İbn Arabî’nin “mutlak vücud”dan (mutlak varlık’tan) kastı, Tanrı.. Yani Allahu Teala.

İzâfî vücud (varlık) ise, bildiğimiz gözlemlenebilir âlem.

“Latif mutlak varlık – kesif izafî varlık” filan derken, böylece, bir bakıma, modern bilimin “enerji-madde” dikotomisine gelmiş oluyoruz.

Günümüz bilimi, madde ve enerji için şöyle şeyler söylüyor:

“Hatta denebilir ki madde, enerjinin letafetini kaybedip kesifleşmiş bir halidir. Maddenin iki temel özelliği kütlesinin olması ve yer kaplamasıdır. Dolayısıyla madde, "kütlesi olan ve hacim kaplayan şey" olarak tanımlanır. Madde ve enerji fizikî varlıklardır, her ikisi de fizik kanunlarına tabidirler ve gözlenip ölçülebilirler. Ancak maddeden farklı olarak enerji (Güneş'ten gelen ışık gibi) bir hacim kaplamaz ve durağan kütlesi yoktur (enerjinin E=mc2 formülünden hesaplanan eşdeğer kütle karşılığı vardır). Yani enerji, kesif olan maddeden farklı olarak, kütlesi olmayan ve tek başına bir hacim kaplamayan latif bir varlıktır.”

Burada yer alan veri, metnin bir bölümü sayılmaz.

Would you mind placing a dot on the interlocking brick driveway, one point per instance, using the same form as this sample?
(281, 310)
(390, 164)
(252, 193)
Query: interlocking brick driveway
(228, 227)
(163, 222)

(https://sorularlaislamiyet.com/bilim-isiginda-madde-enerji-ve-nuraniyet-kavramlarini-aciklar-misiniz)

Peki, bunlardan hareketle şunu diyebilir miyiz: İbn Arabî, “keşf”iyle bir şey bulmuş.. Bulduğu şey, enerji, fakat o, isimlendirmeyi “mutlak varlık” diye yapıyor; enerjiyi haşa Allah haline getiriyor.

Bunu diyebilir miyiz?

Modern bilimin enerji diye adlandırdığı şey de sonuçta “yaratılmış” olan birşeydir.. Yaratan (Halik) değildir.

İbn Arabî’nin mevcudatın (âlemdeki şeylerin) “mutlak varlık” ile olan ilişkisi ya da onun karşısındaki konumu için söyledikleri, maddenin enerji karşısındaki konumuna uyuyor, fakat, Kur’an ve Sünnet’in “mahlukatın Halik karşısındaki konumu hakkında” tebliğ ettiği “hakikat”e uymuyor.

*

İbn Arabî’nin kavramsal çerçevesini kullandığınızda olay, mahlukatın “Allah’ın tezahürleri, taayyünleri ve suretleri” olarak tanrısallaşması haline geliyor.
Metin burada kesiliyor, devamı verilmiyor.